The State of California recently announced 25 percent cuts to water usage to combat the drought threatening the eighth-largest economy in the world. These cuts are going to impact business and point to a future where the ability to operate and grow with periodic or long-term water scarcity will be a critical business attribute. The proposed cuts, however, highlight a much more simple question — do companies even have the ability to actively track the amount of water they use? The answer to this (with some exceptions discussed below) is generally “no” and before anyone can start to conserve water, somebody is going to have to figure out a better way for companies to measure and manage it.

In the era of analyzing real-time data, from Salesforce software to the Fitbit on your wrist, corporations still mostly rely on old-fashioned meters and a monthly bill that comes in the mail. Without an ability to actively monitor water usage during a water scarcity crisis, corporations are in effect like a bus driving down a winding mountain road without a speedometer.
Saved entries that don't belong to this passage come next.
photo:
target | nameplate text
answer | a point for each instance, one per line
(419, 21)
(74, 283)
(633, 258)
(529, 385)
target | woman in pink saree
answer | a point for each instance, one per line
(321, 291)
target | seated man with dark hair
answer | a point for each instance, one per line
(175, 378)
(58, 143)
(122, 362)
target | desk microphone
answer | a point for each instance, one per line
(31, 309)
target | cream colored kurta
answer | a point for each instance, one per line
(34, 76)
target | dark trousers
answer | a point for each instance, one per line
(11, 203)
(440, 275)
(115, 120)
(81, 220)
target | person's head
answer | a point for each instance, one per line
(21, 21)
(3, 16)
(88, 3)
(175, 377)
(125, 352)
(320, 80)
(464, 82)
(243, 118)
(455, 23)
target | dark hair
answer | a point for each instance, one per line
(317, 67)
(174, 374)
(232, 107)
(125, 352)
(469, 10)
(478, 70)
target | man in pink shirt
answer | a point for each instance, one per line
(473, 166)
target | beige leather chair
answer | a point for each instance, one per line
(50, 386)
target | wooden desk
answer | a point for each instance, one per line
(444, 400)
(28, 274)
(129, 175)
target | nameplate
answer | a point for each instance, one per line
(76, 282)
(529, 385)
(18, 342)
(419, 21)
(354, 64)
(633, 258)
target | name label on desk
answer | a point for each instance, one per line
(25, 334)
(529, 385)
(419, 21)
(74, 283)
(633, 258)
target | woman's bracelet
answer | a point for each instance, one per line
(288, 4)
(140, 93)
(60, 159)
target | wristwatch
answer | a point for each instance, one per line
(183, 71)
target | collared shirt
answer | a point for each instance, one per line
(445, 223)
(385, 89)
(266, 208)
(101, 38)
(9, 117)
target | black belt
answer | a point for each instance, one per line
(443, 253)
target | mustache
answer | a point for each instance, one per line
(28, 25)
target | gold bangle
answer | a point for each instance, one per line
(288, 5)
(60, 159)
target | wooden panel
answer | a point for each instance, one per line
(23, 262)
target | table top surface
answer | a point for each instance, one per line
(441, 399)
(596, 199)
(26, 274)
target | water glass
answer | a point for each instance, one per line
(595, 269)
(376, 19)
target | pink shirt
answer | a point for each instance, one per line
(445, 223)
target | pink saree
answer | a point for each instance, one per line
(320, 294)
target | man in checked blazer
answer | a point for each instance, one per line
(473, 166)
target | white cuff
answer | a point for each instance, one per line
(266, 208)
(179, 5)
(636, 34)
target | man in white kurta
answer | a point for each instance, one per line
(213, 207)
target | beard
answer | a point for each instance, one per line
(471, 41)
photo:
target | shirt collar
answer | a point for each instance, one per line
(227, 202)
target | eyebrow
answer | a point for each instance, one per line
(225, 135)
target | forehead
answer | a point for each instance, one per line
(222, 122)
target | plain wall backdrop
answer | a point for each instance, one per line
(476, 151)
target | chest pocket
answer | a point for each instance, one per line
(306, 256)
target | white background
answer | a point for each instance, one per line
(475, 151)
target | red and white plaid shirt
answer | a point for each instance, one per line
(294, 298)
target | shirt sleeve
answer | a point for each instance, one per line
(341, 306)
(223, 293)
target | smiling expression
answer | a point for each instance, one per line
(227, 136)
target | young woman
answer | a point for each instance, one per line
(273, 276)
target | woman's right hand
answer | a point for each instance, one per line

William Sarni, a corporate water policy thought leader and director and practice leader of Enterprise Water Strategy at Deloitte, acknowledged “there is an opportunity for the private and public sectors to continue to develop more robust water data collection and analytics capabilities. Increasingly there is a need to integrate water supply and demand data into business growth and economic development strategies. This represents an opportunity for ‘water tech’ companies focused on data acquisition and analytics, and for technology users in the public and private sectors.”

The lack of business information about water usage is the shared fault of water utilities and corporations. Utilities are not providing information and companies are not demanding it. Water providers, though, have started to adopt new technology, such as advanced metering and smart networking systems. However, upgrade cycles for these new smarter, more connected meters can be on as long as a twenty-year budget cycle. Smart meters can be more expensive, and for many cities it may take a decade or more of updates for advanced metering networks and the sophisticated software to be fully functional. Unfortunately, many of the upgrades are focused on more efficient billing and meter reading, and useful data that may be collected by municipalities (such as up-to-the-second flow logs) are not accessible to the end-user. The result — industries in even the most water-scarce areas of the United States cannot access critical water use information beyond what is found in a monthly bill.

So if water suppliers are not providing the information, why have companies avoided investment into more advanced water metering? Anyone who works with/for large companies knows that expenditures need an expected return or savings. In the case of spending to help manage a resource that is viewed largely as being “free” or “nearly free,” the cost savings or return on investment is often negligible or may take many years. This challenge is not unnoticed by Sarni, who quipped that “the cost of water really only shows up as noise on a corporate P & L statement.” Cheap water is indeed one of the main challenges for advancing water conservation practices but if companies wait for more expensive water to drive the ROI argument, they are putting themselves in considerable risk to scarcity while they wait.

CDP’s Water Disclosure Project is starting to change this. The effort has gained growing legitimacy and has a growing list of participants that are tracking and disclosing water usage for stakeholders. CDP data on corporate water usage, however, points to a significant difference between corporations and the quality of their water usage information. Some companies, such as beverage and semiconductor companies, are highly sophisticated in tracking their water usage. Other industries illustrate more of a work in progress, reporting rather than showing their ability to actively manage it.

Enterprise-wide visualization of water usage will not be provided by local water utilities anytime soon. The only solution to assure the license to operate and grow in times of scarcity will be to embrace water usage as a critical business metric that needs to be actively monitored. Companies that are not doing this now will be at a distinct disadvantage when they are forced to make decisions in the face of increased water shortages without data.